Sunday, May 29, 2011

Music and Writing

Writing in a crowded place is tough. Words float to my table like soap bubbles, and like a schoolchild, I follow them. The way a conversation moves; the way a person phrases his ideas; these things transport me.

Being transported is fun, but if I'm trying to meet a word count or a deadline, it's bad. I need a way to drown out the voices. I turn to my headphones, but I sometimes find more soap bubbles: lyrics. They fill up my senses like a night in the forest; the stain on my notebook says nothing to me; and the words just c[o]me out wrong. In order to enjoy writing in a café (as in #4 of my five favorite places to write), I turn to a trusty set of instrumentals.

The playlist includes the album Miles of Styles by Shawn Lee's Ping Pong Orchestra and Shawn Lee, tracks from The John Scofield Band and Dave Brubeck, and this happy tune, 102% by The New Mastersounds:



Are you easily distracted by conversations in a café or lyrics in a song? How do you deaden the sounds around you so you can better focus?

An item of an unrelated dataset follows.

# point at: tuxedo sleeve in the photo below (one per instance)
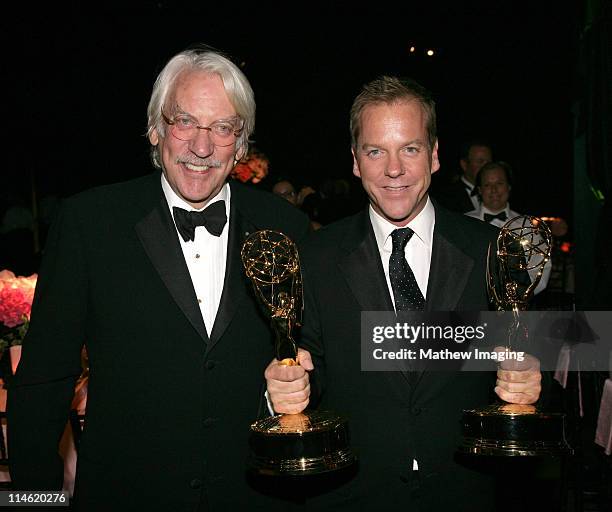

This is the fourth entry regarding my five favorite places to write. If you'd like, you may check out the others: My house, empty; First thing in the morning; and Librarians rock.

Saturday, May 28, 2011

Librarians rock

I've been working through my top 5 places to write, and we are now at number three, a conference room at my local library.

When I'm trying to work something out, when I've got a lot of parts and pieces that need to be welded, there's nothing like a flat surface. A clean flat surface. An uncrusted-with-sugared-cereal flat surface.

Beyond the giant tables, writing at the library is fantastic because librarians rock. They know how to research. For example, I worked on this essay about the Rivera Court at the Detroit Institute of Arts. I wanted to include some technical details about the space, but couldn't find them. I went to the desk looking for help, but what I received was a complete and gracious takeover. The librarian foraged as I wrote, dragging another librarian into the process, eventually emerging triumphant. They found the perfect bit of information from solid, credible sources.

Librarians are so much more than book-checker-outers. Test them. They seem to enjoy it.

Friday, May 27, 2011

First thing in the morning

My dream morning grants me sleep until I awake on my own. Opening my eyes and grabbing my laptop without leaving my bed, I sit and write, uninterrupted. 

There's something about that moment. Ideas stir, sharp and fresh. The details of the day have yet to burrow into my brain. I've made no foolish choices that I need to regret. I have no sleepiness I need to suppress. 

Rare, this type of morning. Near fantasy. Reality finds me going to bed late and getting up with my family. They need socks and breakfast and homework papers signed, so I step away from my interior life and into the kitchen. Coffee it is. Order it is. We are packing lunches; we are preparing for the day; we are on schedule.

Once I'm up and going, I find it hard to resettle into the easy place of ideas. I walk through the house and shut off the lights; shut off the TV. I return to my room, or maybe sit on the couch with my laptop and a blanket, and in the first of ironies, work myself back to a relaxed state. Sometimes I forget that this is my goal and I check email and social media sites. The distractions worm their way into my work, and now I'm fighting not only the caffeine and the household chores, but the desire to connect with people. This is the second irony: in order to connect with people as a writer, I have to limit my time connecting in easier ways.

Some days I press. Other days I waste. So the day begins.

This is my third post about my favorite places to write. The list came first, then a discussion of my house, empty.


Wednesday, May 25, 2011

My house, empty

I'm participating in WordCount Blogathon 2011 (you can see a list of all participants here). Yesterday those interested wrote in response to the theme, "What are your five favorite places to write?" I posted my list, but I'd like to take a little time over the next few days to discuss each place.

I type at this very moment in a full house. Sponge Bob and Patrick loudly help Mermaid Man and Barnacle Boy. My little one plays a game that is too much for her. My bigger kids avoid their homework. All this promises that I will be interrupted; I will need to interrupt. I have a moment, but only a moment. I will need to care for my family.

I love to care for my family, but trying to write at the same time doesn't work. I don't write well interrupted or interrupting. I don't care for my family well when I'm uninterruptible.

When empty, my house encases quiet itself. It does not interrupt. It has things that need to be done, but its voice is easily suppressed by a cup of coffee, the 'do not disturb' button on my phone, and dim lighting.

I've discovered that I am capable of ignoring the phone, happiest when the TV is off, love to soak in the quiet and comfort of my own space. My house, empty: it fills me.